Falamos do Centro de Recondicionamento de Computadores do Recife, carinhosamente chamado de CRC Marista do Recife.
Nasceu em 2009 com o propósito de ser um espaço de convergência de agendas e interesses como a inclusão sociodigital, qualificação profissional, empreendedorismo digital, robótica e meio ambiente, com o foco no reuso, restauração e reciclagem de eletroeletrônicos.
Essas temáticas sempre foram ferramentas de inclusão e promoção social para adolescentes, jovens e adultos inicialmente do Recife, mas que, muito rapidamente também alcançou interessados da Região Metropolitana do Recife, Mata Norte e Mata Sul de Pernambuco.
No momento da concepção do CRC Recife percebeu-se nitidamente para além do desafio citado anteriormente, a ausência do viés de inclusão social, hoje, chamado impacto social, assim como a inclusão digital no Recife e na órbita do Porto Digital.
E começando a ficar a margem desse modelo existiam, e existem milhares de jovens que estão à espera apenas de uma oportunidade, com seus sonhos interditados. Numa zona periférica de um dos maiores parques tecnológicos do mundo. Próximos geograficamente, mas, em uma distância inalcançável, considerando à dificuldade de romper o ciclo da pobreza, e do acesso às tecnologias digitais, espaços de inovação e empreendedorismo.
Percebendo essa conjuntura como desafio e oportunidade para além dos bits e bytes, nasce no Recife o primeiro Polo de Formação e Reuso de Eletroeletrônicos do Brasil. Que se propõe a ser um Espaço de Negócios de Impacto Social de reaproveitamento de equipamento de tecnologia e seu adequado reuso, remanufatura e reciclagem pós-consumo, com o sinergia de empresas, outros negócios de impacto social, organizações não-governamentais e entidades parcerias que trabalham com a cadeia da reciclagem. O Polo é uma fusão entre o Instituto Intercidadania, Centro Marista Circuito Jovem Recife e o Instituto de Inovação e Economia Circular, em aliança com a Fundação Banco do Brasil, Governo do Estado de Pernambuco, Associação Brasileira de Reciclagem e Inovação, e a Softex Recife.
O novo ciclo se inicia fortalecido de parcerias, conceito e processos como controle de massa e rastreabilidade, sintonizado com as exigências do acordo setorial para a logística reversa dos REEE, pretendendo ser uma alternativa na região para demandas que estão no universo da economia circular e dos negócios de impacto social. Trazendo consigo chancelas, serviços e práticas reconhecidas pelas instituições mais respeitas no Brasil e no Mundo.
Aberto ao diálogo com todos os parceiros e clientes, do reciclador de materiais recicláveis (catador) ao doutor da universidade, passando pelas empresas, ambos com suas demandas, desafios e práticas e que vislumbram na estrutura instalado no Polo a prestação de serviços socioambientais e um caminho fomentador de crescimento pessoal, descoberta de práticas laborais e do surgimento de novas formas no campo da inovação.

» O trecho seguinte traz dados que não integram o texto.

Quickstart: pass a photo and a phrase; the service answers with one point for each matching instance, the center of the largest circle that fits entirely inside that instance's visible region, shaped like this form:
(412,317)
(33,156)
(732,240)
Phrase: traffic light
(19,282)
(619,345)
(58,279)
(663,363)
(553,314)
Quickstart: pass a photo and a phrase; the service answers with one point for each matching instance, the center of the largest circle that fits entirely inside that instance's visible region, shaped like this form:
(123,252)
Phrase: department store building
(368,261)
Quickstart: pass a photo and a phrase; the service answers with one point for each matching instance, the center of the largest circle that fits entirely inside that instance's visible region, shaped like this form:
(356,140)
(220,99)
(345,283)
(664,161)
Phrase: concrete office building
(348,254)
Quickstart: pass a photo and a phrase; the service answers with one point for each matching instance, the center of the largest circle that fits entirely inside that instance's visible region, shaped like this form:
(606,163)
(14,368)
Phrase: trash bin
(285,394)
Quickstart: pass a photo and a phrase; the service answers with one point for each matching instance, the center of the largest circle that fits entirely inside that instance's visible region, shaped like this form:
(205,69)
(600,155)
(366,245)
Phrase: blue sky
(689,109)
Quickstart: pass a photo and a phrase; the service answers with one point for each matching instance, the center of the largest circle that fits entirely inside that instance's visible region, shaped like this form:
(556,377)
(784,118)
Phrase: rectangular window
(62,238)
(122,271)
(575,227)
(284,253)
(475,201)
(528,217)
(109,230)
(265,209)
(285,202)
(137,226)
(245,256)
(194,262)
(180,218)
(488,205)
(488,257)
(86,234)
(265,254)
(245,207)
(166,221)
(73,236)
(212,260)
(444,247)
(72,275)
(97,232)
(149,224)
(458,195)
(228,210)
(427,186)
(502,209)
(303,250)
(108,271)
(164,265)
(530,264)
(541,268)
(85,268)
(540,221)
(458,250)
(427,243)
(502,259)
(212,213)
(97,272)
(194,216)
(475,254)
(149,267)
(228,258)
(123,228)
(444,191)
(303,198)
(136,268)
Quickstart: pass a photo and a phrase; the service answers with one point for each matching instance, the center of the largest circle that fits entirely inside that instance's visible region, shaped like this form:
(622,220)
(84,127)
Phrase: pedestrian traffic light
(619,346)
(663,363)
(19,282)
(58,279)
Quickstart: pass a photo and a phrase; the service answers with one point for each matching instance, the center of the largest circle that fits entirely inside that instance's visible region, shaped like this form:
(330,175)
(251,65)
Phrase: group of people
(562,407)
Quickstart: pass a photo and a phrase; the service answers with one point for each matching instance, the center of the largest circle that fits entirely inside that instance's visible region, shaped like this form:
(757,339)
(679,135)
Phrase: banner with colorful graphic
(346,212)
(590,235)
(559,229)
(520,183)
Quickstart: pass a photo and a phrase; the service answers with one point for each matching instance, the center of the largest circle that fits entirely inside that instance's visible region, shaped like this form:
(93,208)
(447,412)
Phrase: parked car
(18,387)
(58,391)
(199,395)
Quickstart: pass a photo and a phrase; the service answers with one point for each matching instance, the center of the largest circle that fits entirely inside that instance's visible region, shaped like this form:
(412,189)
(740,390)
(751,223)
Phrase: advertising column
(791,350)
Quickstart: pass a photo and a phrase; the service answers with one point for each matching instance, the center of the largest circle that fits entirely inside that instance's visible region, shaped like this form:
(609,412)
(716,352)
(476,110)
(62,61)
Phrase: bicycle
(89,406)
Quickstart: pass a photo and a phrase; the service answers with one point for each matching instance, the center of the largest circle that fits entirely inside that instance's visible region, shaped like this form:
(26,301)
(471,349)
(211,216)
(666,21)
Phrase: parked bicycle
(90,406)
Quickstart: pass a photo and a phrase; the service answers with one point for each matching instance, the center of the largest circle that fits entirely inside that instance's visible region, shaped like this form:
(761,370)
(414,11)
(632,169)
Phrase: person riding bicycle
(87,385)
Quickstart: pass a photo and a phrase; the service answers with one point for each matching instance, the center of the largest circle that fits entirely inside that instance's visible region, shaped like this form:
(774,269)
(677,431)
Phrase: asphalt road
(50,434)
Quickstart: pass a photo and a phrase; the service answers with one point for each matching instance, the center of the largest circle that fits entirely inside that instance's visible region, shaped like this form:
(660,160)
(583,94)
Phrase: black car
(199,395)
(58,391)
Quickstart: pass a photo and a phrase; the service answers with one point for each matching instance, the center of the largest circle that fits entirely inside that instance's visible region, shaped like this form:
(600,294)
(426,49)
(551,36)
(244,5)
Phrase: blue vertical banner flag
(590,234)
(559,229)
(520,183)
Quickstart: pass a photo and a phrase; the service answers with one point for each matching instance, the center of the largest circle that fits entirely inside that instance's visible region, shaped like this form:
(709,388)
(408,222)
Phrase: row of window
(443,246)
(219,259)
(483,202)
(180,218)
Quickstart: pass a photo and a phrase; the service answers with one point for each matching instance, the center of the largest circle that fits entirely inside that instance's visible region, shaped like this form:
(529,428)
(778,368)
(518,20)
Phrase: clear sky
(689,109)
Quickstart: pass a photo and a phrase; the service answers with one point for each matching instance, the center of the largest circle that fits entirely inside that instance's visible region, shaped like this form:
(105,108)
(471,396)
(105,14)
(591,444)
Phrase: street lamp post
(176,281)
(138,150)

Muito além dos bits e bytes, nasce no Recife um novo arranjo produtivo local que exercita o ato de sonhar com uma sociedade sustentável e promotora da garantia dos direitos, onde princípios como responsabilidade ambiental e solidariedade sejam assumidos por todos, onde a sociedade civil e o governo construam uma cultura participativa de parceria para a melhoria das condições de vida das pessoas, especialmente suas Juventudes. O desafio é cuidar do meio ambiente em um mundo cada vez mais tecnológico.
* Especialista em Gestão e Controle Ambiental, Consultor Internacional em Resíduos de Equipamentos Eletroeletrônicos, Fundador e Conselheiro da Associação Brasileira de Reciclagem e Inovação – ABRIN, Idealizador do Polo de Formação e Reuso de Eletroeletrônicos.